1) Assess for the Underlying Problem/s, and Work to Fix Them

      While loyalty conflicts are a real current problem for average step people, they're usually symptoms of underlying conditions that need co-parents’ attention first. Attention to the loyalty conflicts without fixing the underlying condition/s probably won't work, long range. What follows is a summary of typical core problems I’ve seen since 1981, and suggestions on what co-parents can do about them.

       Make some distraction-free time, get your partner, and use the following as a general troubleshooting checklist and problem-solving discussion-starter. Some of these real problems stand alone, and others combine. Note a core premise here: it's always the responsibility of the three or more co-parents to resolve current loyalty conflicts in and between their stepfamily homes. Do you agree?

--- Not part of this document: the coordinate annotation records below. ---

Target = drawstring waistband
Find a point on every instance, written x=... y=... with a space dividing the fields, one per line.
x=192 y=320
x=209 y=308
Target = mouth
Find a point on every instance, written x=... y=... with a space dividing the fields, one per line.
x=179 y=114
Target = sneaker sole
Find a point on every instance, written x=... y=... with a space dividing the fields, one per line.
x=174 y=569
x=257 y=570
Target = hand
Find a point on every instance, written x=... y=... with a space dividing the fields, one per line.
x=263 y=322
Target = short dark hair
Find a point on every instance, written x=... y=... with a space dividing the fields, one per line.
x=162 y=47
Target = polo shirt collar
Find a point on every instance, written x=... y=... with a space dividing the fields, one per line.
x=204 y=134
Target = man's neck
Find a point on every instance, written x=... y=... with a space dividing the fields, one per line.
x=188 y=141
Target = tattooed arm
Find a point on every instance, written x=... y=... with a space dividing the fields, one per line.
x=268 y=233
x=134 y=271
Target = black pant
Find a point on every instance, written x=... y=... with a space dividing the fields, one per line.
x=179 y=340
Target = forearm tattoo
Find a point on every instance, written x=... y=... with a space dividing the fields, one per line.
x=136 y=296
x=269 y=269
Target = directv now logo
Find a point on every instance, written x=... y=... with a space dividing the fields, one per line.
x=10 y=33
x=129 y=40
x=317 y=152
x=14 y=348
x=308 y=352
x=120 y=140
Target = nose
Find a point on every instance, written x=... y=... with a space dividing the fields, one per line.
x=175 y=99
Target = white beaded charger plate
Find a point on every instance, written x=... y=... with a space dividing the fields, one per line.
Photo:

    Eight Typical Underlying Problems

        Problem 1) One or more of your co-parents isn't aware of being dominated by a false self. Such wounded people can rarely deal effectively with stepfamily loyalty conflicts until they’re well into self-motivated personal healing.

       
Solution: All your co-parents read about modular personalities, true and false selves, and any of the referenced readings that fit. Each of you assess for false-self wounds honestly. If appropriate, get qualified professional help to augment or clarify your findings. Encourage attitudes of compassion and hope, not blame or shame! 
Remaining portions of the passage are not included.